L’ouragan Andrew n’a pas seulement frappé le sud de la Floride en 1992. Il l’a également détruit. Les vents ont atteint 170 milles à l’heure. Cette tempête a détruit plus de 53 000 maisons. Le coût ? 25 milliards de dollars. Une grande partie de cette perte aurait pu être évitée. Codes inadéquats. Construction de mauvaise qualité. Et une application laxiste des permis de construire.
La plupart des propriétaires considèrent les permis comme une nuisance bureaucratique. Un obstacle. Un moyen pour les autorités de contrôler ce que vous faites sur votre propre propriété.
C’est une hypothèse dangereuse.
Une catastrophe naturelle prouve que les permis sauvent des vies. Ils protègent également la valeur de votre maison.
Comment les codes du bâtiment ont évolué après une catastrophe
Les permis sont la manière dont les gouvernements locaux appliquent les codes du bâtiment. Ces codes fixent des normes minimales de sécurité et de structure. Ils sont mis à jour toutes les quelques années à mesure que de nouveaux matériaux et méthodes apparaissent.
Andrew a forcé les communautés de Floride à resserrer leurs règles. Ce n’est pas nouveau. Les codes du bâtiment sont souvent au départ une réponse à une tragédie.

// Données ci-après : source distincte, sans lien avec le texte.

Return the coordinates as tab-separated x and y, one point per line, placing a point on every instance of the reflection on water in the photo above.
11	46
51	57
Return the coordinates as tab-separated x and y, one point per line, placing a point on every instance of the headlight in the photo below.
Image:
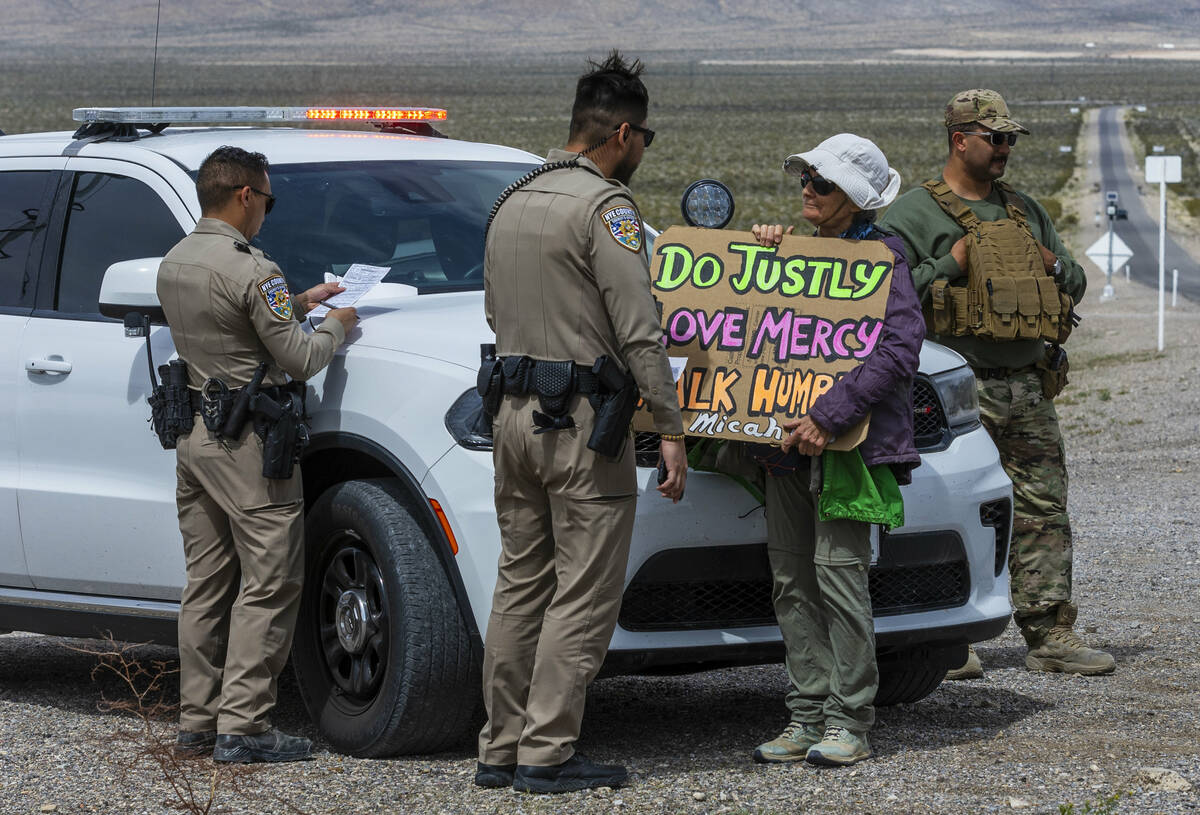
467	423
957	389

En 1625, la Compagnie néerlandaise des Indes occidentales a adopté des codes pour la Nouvelle-Amsterdam afin de mettre fin aux incendies et aux mauvaises conditions sanitaires. Le grand incendie de Londres en 1666 a conduit à l’adoption du London Building Act. L’incendie de Chicago de 1871 a apporté de nouvelles réglementations quatre ans plus tard.

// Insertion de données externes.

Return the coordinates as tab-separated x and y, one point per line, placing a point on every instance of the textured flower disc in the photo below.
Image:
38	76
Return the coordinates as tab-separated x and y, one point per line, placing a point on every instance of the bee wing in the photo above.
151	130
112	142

Aujourd’hui, ces réactions sont globales. Ils couvrent la construction commerciale et résidentielle en Amérique, en Europe et au-delà. De nombreux États utilisent des codes modèles. Le National Board of Fire Underwriters a publié le premier en 1905. Le Code résidentiel international est la norme moderne.

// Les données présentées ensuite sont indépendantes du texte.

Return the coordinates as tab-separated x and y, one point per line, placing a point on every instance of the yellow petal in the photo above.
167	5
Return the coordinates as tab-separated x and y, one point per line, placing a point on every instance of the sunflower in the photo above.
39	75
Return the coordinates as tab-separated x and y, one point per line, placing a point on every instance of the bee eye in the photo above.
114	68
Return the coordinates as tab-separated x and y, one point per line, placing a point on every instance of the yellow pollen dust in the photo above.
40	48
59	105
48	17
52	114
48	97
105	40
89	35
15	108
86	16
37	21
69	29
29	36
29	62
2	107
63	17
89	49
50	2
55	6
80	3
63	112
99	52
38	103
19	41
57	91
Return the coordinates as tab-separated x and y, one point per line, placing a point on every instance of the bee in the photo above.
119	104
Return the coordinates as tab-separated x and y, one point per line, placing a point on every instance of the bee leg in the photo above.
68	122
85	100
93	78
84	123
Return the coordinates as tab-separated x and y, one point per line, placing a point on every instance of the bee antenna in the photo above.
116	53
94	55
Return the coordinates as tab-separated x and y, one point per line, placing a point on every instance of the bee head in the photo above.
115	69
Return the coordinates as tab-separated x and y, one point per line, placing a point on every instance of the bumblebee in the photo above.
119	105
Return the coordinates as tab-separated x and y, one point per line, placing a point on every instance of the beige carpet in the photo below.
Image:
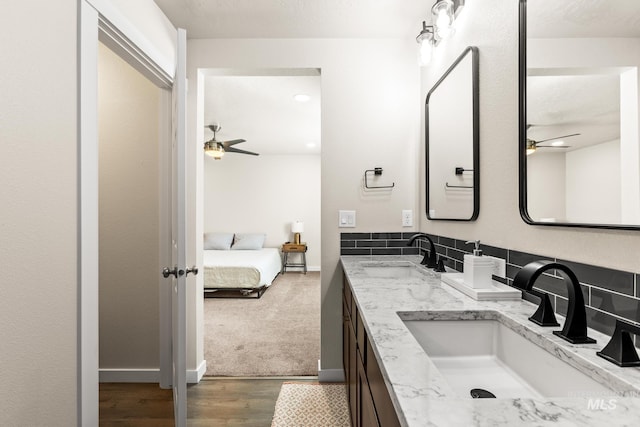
278	334
311	405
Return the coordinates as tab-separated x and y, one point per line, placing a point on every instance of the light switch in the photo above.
407	218
347	219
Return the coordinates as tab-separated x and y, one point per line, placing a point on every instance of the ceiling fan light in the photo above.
213	149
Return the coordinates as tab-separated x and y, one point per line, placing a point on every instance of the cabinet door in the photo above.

Les ingénieurs déterminent ces paramètres. Ils définissent les méthodes les plus sûres.
Pourquoi ai-je besoin d’un permis de construire ?
La sécurité est l’objectif principal. Les permis font respecter les normes de construction. Cela réduit le risque d’incendie. Échec structurel. Même des accidents simples, comme un enfant qui se coince la tête entre les balustres d’un escalier.
Si vous vendez, les permis protègent les futurs propriétaires.
Premièrement, il est illégal de sauter un permis pour effectuer des travaux requis. Vous risquez des amendes. Vous devrez peut-être arracher des travaux terminés ou supprimer des structures.
Mais il existe de solides raisons pratiques pour en obtenir un.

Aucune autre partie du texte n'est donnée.